Easy Access to Services

Easy access to family planning services through a variety of delivery points—clinics, community-based channels, private practices, or mobile or temporary facilities—helps both existing and potential clients use family planning and obtain help when the need it. 

The farther people have to travel for services, the less likely they are to use family planning. Apart from convenient locations, outlets should be free of unnecessary restrictions on who can be served. National-level supportive policies can eliminate barriers, such as age requirements or parity, spousal consent, or married status.

At the service delivery level, good training and simple job aids and tools can reduce common medical barriers and facilitate evidence-based practices. Checklists are available for nearly every method. They help providers apply the WHO Medical Eligibility Criteria and avoid outdated or incorrect criteria. See Family Planning: A Global Handbook for Providers, which includes checklists that providers can use to be reasonably certain their clients are not pregnant so they can provide hormonal methods and IUDs to women even if they are not having monthly bleeding.  Offering family planning information and services at key times, such as to postpartum women in delivery facilities, also increases access.

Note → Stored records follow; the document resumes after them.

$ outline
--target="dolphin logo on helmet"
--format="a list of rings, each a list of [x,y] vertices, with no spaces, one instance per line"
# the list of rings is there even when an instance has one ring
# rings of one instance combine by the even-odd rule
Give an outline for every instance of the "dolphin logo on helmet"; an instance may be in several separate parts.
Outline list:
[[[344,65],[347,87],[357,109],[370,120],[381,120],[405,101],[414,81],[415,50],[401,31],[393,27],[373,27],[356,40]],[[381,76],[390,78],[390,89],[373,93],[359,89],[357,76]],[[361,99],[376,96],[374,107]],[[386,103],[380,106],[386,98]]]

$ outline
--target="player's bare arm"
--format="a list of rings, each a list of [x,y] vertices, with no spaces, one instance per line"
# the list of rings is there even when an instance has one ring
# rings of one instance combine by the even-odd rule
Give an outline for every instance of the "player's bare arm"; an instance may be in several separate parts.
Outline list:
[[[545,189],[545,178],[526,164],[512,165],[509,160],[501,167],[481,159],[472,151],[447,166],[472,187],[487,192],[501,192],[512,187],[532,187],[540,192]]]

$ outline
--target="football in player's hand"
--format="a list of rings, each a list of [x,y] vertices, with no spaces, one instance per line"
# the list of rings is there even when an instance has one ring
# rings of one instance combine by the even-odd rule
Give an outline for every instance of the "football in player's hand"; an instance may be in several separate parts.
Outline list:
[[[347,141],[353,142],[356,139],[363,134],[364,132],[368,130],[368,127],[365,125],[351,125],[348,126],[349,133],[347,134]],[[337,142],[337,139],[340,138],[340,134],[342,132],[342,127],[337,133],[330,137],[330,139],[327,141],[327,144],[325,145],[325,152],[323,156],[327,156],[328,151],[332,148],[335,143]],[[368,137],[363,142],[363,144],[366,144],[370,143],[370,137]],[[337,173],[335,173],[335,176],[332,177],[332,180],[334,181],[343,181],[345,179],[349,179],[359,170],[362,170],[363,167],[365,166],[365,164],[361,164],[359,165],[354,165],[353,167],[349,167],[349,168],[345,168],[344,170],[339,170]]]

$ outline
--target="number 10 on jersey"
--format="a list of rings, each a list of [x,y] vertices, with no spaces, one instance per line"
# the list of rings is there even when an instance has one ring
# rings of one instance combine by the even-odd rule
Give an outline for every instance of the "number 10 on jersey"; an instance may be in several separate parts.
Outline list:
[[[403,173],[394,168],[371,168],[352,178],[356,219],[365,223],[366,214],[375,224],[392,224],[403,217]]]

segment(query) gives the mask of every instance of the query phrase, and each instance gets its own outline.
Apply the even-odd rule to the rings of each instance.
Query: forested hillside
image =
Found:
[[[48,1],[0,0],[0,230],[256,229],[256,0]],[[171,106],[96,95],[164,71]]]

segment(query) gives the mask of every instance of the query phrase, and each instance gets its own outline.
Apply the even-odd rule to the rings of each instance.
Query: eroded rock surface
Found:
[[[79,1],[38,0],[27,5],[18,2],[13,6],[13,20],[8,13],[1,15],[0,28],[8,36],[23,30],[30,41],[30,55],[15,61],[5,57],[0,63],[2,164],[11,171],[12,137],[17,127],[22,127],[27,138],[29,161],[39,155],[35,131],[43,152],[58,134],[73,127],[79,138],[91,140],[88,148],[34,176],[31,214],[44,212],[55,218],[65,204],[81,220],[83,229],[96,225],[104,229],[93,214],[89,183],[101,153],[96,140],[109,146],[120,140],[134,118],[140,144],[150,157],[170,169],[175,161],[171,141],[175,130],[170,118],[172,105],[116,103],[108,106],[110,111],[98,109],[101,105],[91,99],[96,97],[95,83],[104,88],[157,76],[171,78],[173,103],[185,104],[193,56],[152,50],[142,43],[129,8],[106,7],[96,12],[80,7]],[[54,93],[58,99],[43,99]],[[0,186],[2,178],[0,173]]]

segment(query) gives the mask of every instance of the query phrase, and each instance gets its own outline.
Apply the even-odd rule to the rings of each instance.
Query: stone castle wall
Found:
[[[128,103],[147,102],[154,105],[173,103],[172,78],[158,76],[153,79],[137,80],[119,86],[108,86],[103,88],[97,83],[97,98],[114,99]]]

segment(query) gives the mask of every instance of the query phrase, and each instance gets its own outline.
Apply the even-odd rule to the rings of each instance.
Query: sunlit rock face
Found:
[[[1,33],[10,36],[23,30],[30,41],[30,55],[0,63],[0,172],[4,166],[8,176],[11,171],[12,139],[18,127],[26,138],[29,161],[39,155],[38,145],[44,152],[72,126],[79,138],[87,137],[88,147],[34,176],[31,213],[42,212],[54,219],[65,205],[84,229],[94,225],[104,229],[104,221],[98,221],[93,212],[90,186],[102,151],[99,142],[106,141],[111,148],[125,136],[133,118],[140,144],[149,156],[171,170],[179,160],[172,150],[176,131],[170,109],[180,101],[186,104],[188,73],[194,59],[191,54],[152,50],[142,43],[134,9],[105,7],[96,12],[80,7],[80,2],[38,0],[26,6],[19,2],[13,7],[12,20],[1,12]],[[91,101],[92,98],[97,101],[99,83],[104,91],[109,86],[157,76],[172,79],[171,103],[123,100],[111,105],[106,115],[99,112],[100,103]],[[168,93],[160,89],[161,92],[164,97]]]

Multiple Channels Increase Access

Family planning services can be offered through:

  • Clinics (public, NGO, or private)—the main delivery system in most countries. Most government and NGO family planning programs provide clinic-based services that are free or at very low cost to users. Convenient hours of service and short waiting times are important for good access.
  • Community-based distribution (CBD)—where residents of a community are trained to provide family planning within their own communities. CBD is useful in sub-Saharan Africa where nearly 7 of every 10 people live in rural areas. For more information about community-based family planning, see the K4Health Community-Based Family Planning Toolkit.
  • Private-sector providers—usually in business for themselves and serve those who can afford to pay. Many people choose private-sector providers and services because of perceived higher quality, greater privacy, and shorter waits.
  • Mobile or temporary facilities—sometimes used in hard-to-reach communities. Some mobile clinics are equipped to provide long-acting and permanent methods—implants, IUDs, and male and female sterilization—in addition to supply methods, such as oral contraceptive pills and condoms.
  • Private-sector retail outlets—such as pharmacies, drug shops, and kiosks that sell condoms and oral contraceptives, either at subsidized prices through social marketing or at full retail cost.

Many programs use a mix of service delivery points to make methods available to all potential users.              

Expanding the Role of the Private Sector

Strengthening the private-sector benefits everyone, including public-sector programs. For example, the private sector may have the capacity to handle increases in demand that could overwhelm public facilities. It also means that the public-sector can focus on serving more poor clients. In most countries the primary private-sector sources of modern contraceptives are pharmacies, shops, private hospitals, and private clinics.

Various approaches have strengthened private-sector family planning—for example, branding, as in the case of Indonesia’s Blue Circle program and franchising, as in the Philippines’ Friendly Care clinics. Social marketing uses retail outlets and private providers to sell branded products and services at subsidized prices that are set to maximize use. They are also marketed as ordinary consumer products, which decreases stigma and makes them more appealing.